As we have seen in the previous chapter, it is nowpossible to undertake investigations of the nature of seismic wave propagation in 3-D models. We now turn to the way in which information about such 3-D structures is extracted from seismic observations that provide direct coverage of the region of interest with multiple crossing propagation paths. This process has come to be known as “seismic tomography”. The original meaning of the term tomography implies reconstruction from multiple sections through the feature of interest. Such a configuration occurs in medical applications, where equipment is also designed to provide rather uniform sampling. In studies of the Earth the sampling is much more irregular, being dictated by the location of available sources and receivers. Further, our sensors sit at, or close to, the surface of the Earth so that it is rare to achieve all-round coverage of individual features. As a result we face a situation with somewhat limited sampling and hence significant differences in the potential resolution of different parts of the 3-D structure. The majority of studies have employed fixed grids or basis functions, but in the future we are likely to see increased emphasis on adaptive inversion schemes designed to exploit the characteristics of individual data sets.

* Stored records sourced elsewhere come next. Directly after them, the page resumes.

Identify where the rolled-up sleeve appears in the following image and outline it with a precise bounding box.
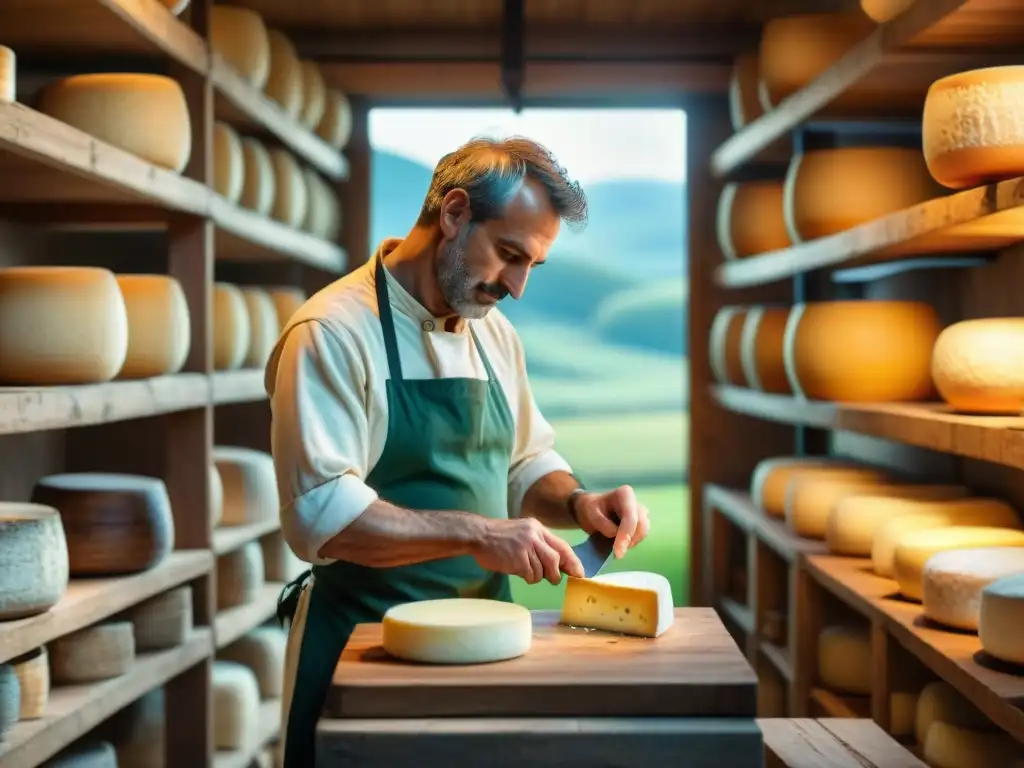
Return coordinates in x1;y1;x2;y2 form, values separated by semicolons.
270;322;377;565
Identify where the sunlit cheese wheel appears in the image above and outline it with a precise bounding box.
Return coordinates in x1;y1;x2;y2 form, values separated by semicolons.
716;181;793;261
213;445;279;525
239;137;278;216
213;283;252;371
117;274;191;379
32;472;174;577
38;73;191;173
217;542;265;610
49;622;135;685
921;547;1024;631
263;30;303;120
818;625;871;696
825;484;971;557
0;266;128;386
785;300;942;402
210;3;270;89
0;502;69;622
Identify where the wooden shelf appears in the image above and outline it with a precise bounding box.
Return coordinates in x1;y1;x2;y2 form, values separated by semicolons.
0;628;211;768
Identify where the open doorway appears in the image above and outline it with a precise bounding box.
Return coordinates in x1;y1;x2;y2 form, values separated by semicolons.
369;108;690;608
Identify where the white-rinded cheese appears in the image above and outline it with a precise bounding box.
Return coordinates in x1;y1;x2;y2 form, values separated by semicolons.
716;181;793;261
893;525;1024;602
213;445;279;525
0;266;128;386
49;622;135;685
213;662;259;750
825;485;971;557
561;570;675;637
217;542;265;610
0;502;69;622
217;627;288;700
38;73;191;173
382;598;534;665
932;317;1024;416
784;300;942;402
210;3;270;90
818;625;871;696
117;274;191;379
921;547;1024;631
270;146;308;227
213;283;252;371
978;573;1024;665
239;137;278;216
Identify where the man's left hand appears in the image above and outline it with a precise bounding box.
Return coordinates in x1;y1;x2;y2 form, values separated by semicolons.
575;485;650;557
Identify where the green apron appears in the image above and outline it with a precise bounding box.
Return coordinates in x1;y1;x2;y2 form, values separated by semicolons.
283;254;515;768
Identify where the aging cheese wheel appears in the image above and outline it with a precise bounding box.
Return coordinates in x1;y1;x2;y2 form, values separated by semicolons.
39;73;191;173
921;547;1024;632
785;300;942;402
213;283;252;371
382;598;534;665
32;472;174;577
716;181;793;261
117;274;191;379
210;3;270;90
0;266;128;386
0;502;69;622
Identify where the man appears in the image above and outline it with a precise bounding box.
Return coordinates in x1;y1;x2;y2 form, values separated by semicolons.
266;139;649;768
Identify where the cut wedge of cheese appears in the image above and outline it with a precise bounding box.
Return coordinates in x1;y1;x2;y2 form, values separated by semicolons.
561;570;675;637
382;598;534;665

Elements of seismic tomography

Seismic tomography depends on the presence of contrast in seismic properties. Such differences in three-dimensional structure are reflected directly in the times of arrival of seismic phases or through the shape and amplitude of seismic waveforms.

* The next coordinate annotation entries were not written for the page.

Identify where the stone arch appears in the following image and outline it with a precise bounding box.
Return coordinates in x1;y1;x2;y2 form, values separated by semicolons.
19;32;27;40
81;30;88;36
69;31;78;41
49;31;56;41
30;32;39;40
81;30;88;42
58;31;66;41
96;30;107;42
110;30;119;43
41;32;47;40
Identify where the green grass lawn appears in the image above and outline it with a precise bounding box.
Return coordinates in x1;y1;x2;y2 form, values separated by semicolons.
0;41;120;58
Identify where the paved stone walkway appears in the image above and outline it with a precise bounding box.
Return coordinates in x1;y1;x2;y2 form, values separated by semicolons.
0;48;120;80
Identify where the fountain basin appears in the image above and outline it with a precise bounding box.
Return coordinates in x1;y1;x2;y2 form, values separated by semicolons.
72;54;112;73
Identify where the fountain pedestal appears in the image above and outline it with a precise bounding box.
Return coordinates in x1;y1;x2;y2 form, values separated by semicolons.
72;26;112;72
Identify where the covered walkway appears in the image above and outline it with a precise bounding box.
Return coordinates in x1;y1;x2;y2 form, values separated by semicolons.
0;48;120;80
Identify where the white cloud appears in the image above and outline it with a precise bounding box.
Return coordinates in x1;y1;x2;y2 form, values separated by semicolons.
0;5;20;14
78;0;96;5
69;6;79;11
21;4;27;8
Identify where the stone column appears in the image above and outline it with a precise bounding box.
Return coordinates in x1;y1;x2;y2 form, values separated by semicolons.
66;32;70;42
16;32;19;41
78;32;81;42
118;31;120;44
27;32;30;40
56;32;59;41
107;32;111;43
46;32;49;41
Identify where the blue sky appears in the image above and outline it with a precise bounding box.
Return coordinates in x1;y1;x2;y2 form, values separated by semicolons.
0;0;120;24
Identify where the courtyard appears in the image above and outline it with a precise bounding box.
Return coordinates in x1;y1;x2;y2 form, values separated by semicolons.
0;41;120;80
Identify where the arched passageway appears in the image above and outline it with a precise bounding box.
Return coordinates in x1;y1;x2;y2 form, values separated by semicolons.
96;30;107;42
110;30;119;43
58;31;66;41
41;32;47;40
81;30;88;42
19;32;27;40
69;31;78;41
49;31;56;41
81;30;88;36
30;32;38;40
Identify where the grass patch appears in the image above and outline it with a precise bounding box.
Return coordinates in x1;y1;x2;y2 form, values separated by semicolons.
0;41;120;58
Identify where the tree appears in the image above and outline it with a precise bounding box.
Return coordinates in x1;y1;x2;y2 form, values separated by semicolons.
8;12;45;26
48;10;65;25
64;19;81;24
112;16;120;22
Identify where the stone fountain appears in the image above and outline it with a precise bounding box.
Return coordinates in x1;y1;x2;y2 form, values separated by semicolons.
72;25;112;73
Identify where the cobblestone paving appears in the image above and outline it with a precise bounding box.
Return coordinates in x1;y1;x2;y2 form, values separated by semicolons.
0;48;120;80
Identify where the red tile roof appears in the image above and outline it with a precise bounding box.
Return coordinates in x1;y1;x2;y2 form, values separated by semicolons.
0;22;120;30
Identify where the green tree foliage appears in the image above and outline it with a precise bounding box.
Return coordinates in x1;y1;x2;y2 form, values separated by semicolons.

The normal procedure is to examine the departures of the observed properties of the seismic wavefield from the predictions for a reference model. In most cases the significant quantity is a time shift in the arrival of a phase, which can be measured directly for a short-period body wave, by correlation techniques for long-period body waves and surface waves, or by waveform inversion where the record contains a number of arrivals as, e.g., the shear wavefield containing both body wave and surface wave components. The travel-time residuals for body waves or modified dispersion characteristics for surface waves can then be used as the basis for recovering a three-dimensional model.